Porque ese es realmente nuestro problema: A más de uno le gustaría entrar en el cielo diciendo "Yo llegué hasta aquí". Sí, es cierto que hablamos del amor de Dios, y de que no podíamos hacer nada para salvarnos, pero… con el tiempo hemos llegado a ser y considerarnos personas buenas.
¡Nuestro mayor peligro es no reconocer que somos un peligro! El mismo Señor Jesús tuvo que enseñar a todos que un día algunos llegarían diciendo -hablamos en tu nombre, hicimos milagros en tu nombre, etc… ¡pero Él no los conocía! No se trata de lo que nosotros hacemos, sino de El. La diferencia en nuestra vida no la hace lo que tenemos o ganamos, sino el recibirle a Él. Sólo cuando le tenemos a Él nuestra vida tiene sentido… y entonces nos sentimos como los campeones de los pecadores, porque lo tenemos todo, sabiendo que no merecemos nada.
Esa es una de las razones por las que el Señor Jesús contó la historia de los dos hijos que vivían en la casa del padre ¿La recuerdas? (cf. Lucas 15) El Señor quería que comprendiéramos como es el amor de Dios mucho más allá de nuestras reacciones, y como Él recibe de una manera incondicional a quien se acerca a Él, porque Dios ama de una manera incondicional.
Sé que a muchos les encanta argumentar y defender doctrinas y etiquetas, que si calvinismo o arminianismo, que si gracia barata o no, que si evangelio completo o no sé cuantas cosas más… ¡creo que algunos ya me han puesto unas cuantas etiquetas desde que comenzaron a leer este artículo!
Sinceramente,
a mi me da la impresión de que el problema es que nos parecemos demasiado al hijo mayor. En las iglesias abundan mucho más los hermanos mayores que los pródigos, aunque no seamos capaces de verlo. Por eso perdemos el tiempo discutiendo y argumentando sobre palabras mientras miles de personas se pierden.
No sólo no salimos a buscar al pródigo, sino que tampoco participamos en la fiesta cuando vuelve. Somos demasiado buenos como para hacer eso.
Ya que nos encanta estudiar la Palabra de Dios (¡Y jamás debemos dejar de hacerlo, es nuestra vida!) sería bueno que aprendiéramos que el Padre que recibió y abrazó al hijo que volvía, es el mismo que le rogó al mayor que entrase en la fiesta.
El problema de los dos hijos, es que ninguno de ellos había aprendido a ser feliz con su Padre. Ninguno de los dos se había dado cuenta de que lo mejor del mundo estaba en su casa. Aunque uno se había ido y el otro se había quedado, los dos estaban muy lejos de quién más les amaba.
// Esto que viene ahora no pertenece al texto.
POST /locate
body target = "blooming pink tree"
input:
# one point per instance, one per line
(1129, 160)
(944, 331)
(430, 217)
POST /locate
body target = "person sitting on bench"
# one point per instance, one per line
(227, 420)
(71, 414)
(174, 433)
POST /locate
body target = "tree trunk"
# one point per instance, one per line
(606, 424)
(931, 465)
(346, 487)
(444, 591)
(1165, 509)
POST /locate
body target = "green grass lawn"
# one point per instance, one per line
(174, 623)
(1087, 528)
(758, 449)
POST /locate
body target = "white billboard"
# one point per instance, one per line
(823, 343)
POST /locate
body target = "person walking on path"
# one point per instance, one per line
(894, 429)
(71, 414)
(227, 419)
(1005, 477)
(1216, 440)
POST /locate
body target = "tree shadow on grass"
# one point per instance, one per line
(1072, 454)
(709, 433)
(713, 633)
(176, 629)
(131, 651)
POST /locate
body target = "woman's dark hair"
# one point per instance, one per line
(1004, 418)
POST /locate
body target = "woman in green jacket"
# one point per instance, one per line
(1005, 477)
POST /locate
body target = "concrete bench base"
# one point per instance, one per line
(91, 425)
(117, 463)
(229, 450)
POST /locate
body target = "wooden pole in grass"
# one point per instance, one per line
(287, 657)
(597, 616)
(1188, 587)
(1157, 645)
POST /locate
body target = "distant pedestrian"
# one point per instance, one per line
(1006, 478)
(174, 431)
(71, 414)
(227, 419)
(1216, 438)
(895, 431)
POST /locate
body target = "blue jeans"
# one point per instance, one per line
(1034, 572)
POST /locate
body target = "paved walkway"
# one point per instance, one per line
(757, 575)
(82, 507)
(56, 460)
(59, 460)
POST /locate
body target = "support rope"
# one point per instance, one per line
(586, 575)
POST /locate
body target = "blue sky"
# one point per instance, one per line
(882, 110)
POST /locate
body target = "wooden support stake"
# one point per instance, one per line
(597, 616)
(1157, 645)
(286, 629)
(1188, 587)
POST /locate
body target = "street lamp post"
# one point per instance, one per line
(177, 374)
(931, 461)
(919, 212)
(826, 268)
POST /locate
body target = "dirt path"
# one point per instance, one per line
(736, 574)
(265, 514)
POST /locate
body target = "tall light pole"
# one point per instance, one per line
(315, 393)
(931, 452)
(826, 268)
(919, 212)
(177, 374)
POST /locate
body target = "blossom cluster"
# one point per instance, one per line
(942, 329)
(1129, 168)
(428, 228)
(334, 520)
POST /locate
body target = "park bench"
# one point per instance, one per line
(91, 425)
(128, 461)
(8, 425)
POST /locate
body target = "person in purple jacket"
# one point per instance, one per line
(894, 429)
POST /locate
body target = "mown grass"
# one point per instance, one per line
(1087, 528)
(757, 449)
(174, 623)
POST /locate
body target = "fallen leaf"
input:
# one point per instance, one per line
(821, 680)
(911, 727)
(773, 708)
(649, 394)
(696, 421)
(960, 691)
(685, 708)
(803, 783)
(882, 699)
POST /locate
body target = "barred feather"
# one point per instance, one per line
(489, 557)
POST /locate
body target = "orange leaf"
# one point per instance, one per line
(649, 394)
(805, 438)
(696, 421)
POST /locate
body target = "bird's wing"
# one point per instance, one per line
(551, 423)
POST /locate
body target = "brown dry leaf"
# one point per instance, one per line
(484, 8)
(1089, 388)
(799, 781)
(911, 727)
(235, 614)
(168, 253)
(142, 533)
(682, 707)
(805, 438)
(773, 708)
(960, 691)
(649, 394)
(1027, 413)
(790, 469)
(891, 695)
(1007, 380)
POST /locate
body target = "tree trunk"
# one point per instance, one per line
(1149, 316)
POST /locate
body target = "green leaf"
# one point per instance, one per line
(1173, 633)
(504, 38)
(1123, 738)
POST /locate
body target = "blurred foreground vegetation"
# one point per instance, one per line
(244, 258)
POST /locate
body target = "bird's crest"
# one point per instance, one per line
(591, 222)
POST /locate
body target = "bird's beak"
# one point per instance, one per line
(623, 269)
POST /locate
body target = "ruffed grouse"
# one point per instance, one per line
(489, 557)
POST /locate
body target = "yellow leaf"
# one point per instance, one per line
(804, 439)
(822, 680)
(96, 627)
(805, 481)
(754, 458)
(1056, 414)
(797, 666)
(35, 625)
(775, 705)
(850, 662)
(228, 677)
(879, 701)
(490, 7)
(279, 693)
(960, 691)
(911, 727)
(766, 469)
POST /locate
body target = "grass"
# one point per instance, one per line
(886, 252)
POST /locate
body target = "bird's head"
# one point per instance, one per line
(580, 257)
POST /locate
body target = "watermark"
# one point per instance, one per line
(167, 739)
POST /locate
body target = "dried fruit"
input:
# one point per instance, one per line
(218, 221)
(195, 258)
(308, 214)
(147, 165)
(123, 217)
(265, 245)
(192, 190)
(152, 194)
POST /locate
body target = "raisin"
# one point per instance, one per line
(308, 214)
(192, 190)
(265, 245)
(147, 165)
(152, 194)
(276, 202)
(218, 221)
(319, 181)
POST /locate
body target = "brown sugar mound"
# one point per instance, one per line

A veces creemos ser felices con lo que hacemos, ¡incluso con la salvación que Dios nos dio! Pero sinceramente, no lo somos, porque nos falta aprender a disfrutar del carácter de nuestro Padre. Nos falta reconocer que no se trata de nosotros sino de Él. Que no vivimos por lo que nosotros hacemos, sino por lo que Él es. Nos falta dejar de pensar en nosotros mismos, en nuestros derechos y en nuestros logros espirituales… para comenzar a mirar hacia el Señor y disfrutar de todo lo que Él es y hace.
Nos hace falta aprender a amarle con todo lo que somos y tenemos, sabiendo que ÉL nos lo da absolutamente todo, aunque no merecemos nada.
Si vivimos de esta manera, aprenderemos la razón por la que Pablo, el campeón de los pecadores transformó el mundo con el poder del evangelio de Jesús, mientras nosotros, los que nos creemos tan santos, a duras penas conseguimos con mucho trabajo, que las personas no se vayan de nuestras iglesias.